A menina não entendeu, apenas sacudiu a cabeça, sorrindo em seguida. Parecia que não estava mais desconfiada, assim que abriu os braços e pulou no colo de Gabriela. Novamente, percebeu que estava muito molhada, também um pouco magra.
Depois de se afastar, Pi ergueu as mãozinhas para agarrar o gato.
— Vamos, ÆtØı4-94 — Pi disse, e pareceu uma língua que Gabriela jamais ouviu em vida.
— O gato é seu? — perguntou a moça, recebendo um aceno da linda cabeça da mocinha. — Deu um nome muito original.
Pi sorriu.
— Consegue me seguir? — Gabriela sorriu de volta. — Quer que segure seu gato? Assim pode segurar a minha roupa ou mão, para não se perder.

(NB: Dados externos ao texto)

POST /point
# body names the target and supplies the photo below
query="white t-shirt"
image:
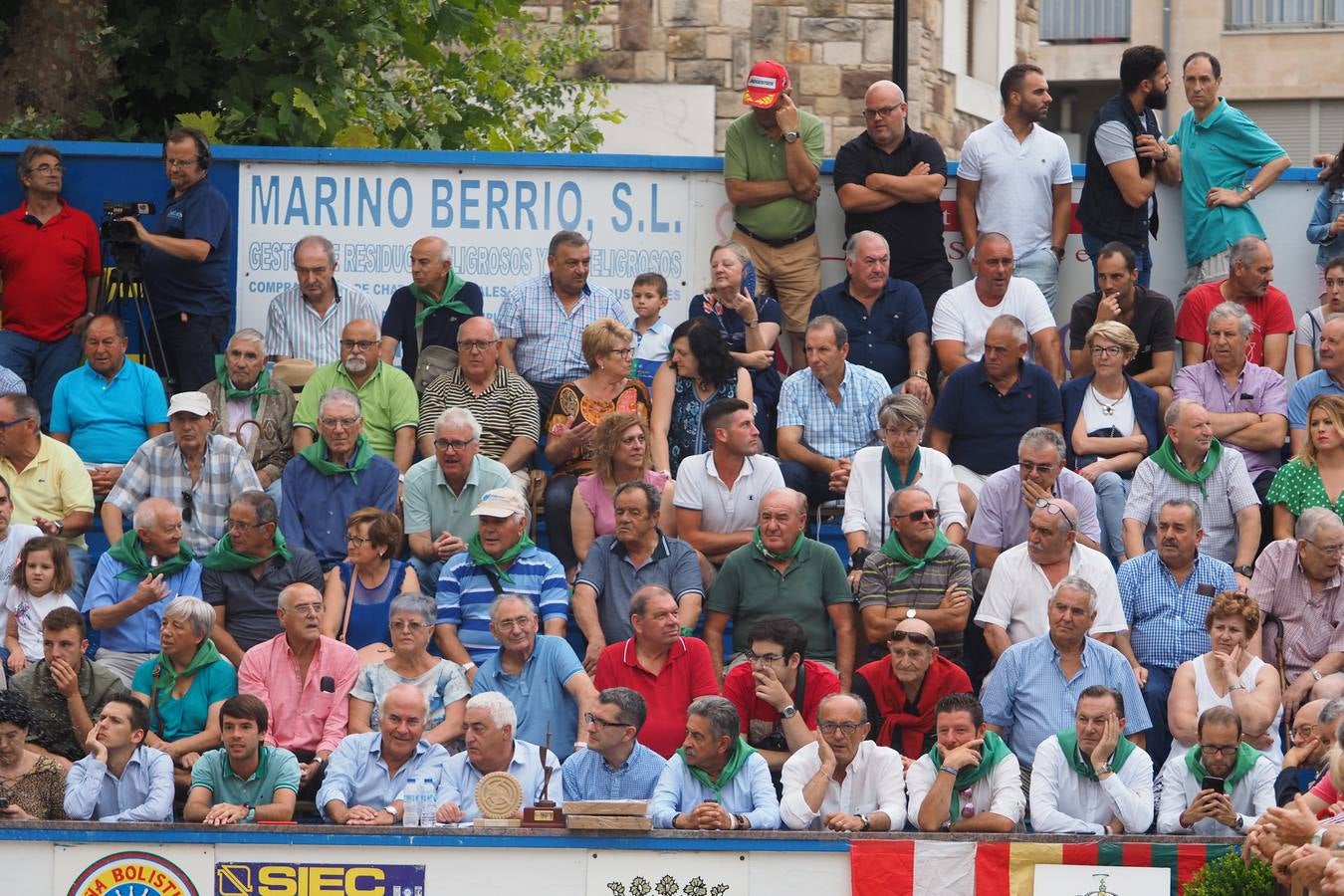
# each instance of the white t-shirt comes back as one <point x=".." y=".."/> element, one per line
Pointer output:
<point x="960" y="316"/>
<point x="29" y="612"/>
<point x="10" y="549"/>
<point x="1016" y="181"/>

Pi lhe passou a animal, que era muito dócil. Em seguida, Gabriela estendeu a mão livre para a menina.
— Vamos? — disse com voz suave e calma.
— Vamô — Pi tinha um enorme e delicioso risinho.
A mão de Pi estava fria e molhada quando Gabriela a segurou. Embora estivesse irritada, ela sabia que não poderia deixar a menina ali sozinha, chorando na chuva. Ela se lembrou de um curso de segurança que havia feito para sua antiga empresa, lembrando que os procedimentos para ajudar uma criança perdida eram chamar a polícia, ou esperar pelos pais. No entanto, ela não conseguiu pensar em nada além de tirar a criança daquela situação triste e cinza.
Gabriela suspeitava que a menina havia mesmo sido abandonada pelos seus pais e que estaria ali sozinha por horas, sem ajuda. Apesar disso, ela decidiu levar a menina para casa e depois procurar a polícia. Ela ficou chocada com a desumanidade de deixar uma criança tão linda abandonada.
— Pi, não é? — disse Gabriela, segurando a mão dela, percebendo que a chuva estava muito forte para sair. — Não deve aceitar que nenhum estranho te leve para casa dele, certo?
— É? Poxo ir para xua?
— Bem, eu sou a Gabi, lembra, não sou uma estranha mais?
— É mesmo?
— Não vou te machucar, mas lembre disso. Nunca aceite doce ou ajuda de estranhos. Quando estiver perdida, procure a polícia. Eles vão te ajudar. Nem todo mundo é bonzinho.
— Eu xei. Meus pais xão maus.
Gabriela estava mesmo certa. Queria muito fazer centenas de perguntas, mas, por enquanto, deveria ajudar a menininha a se sentir segura.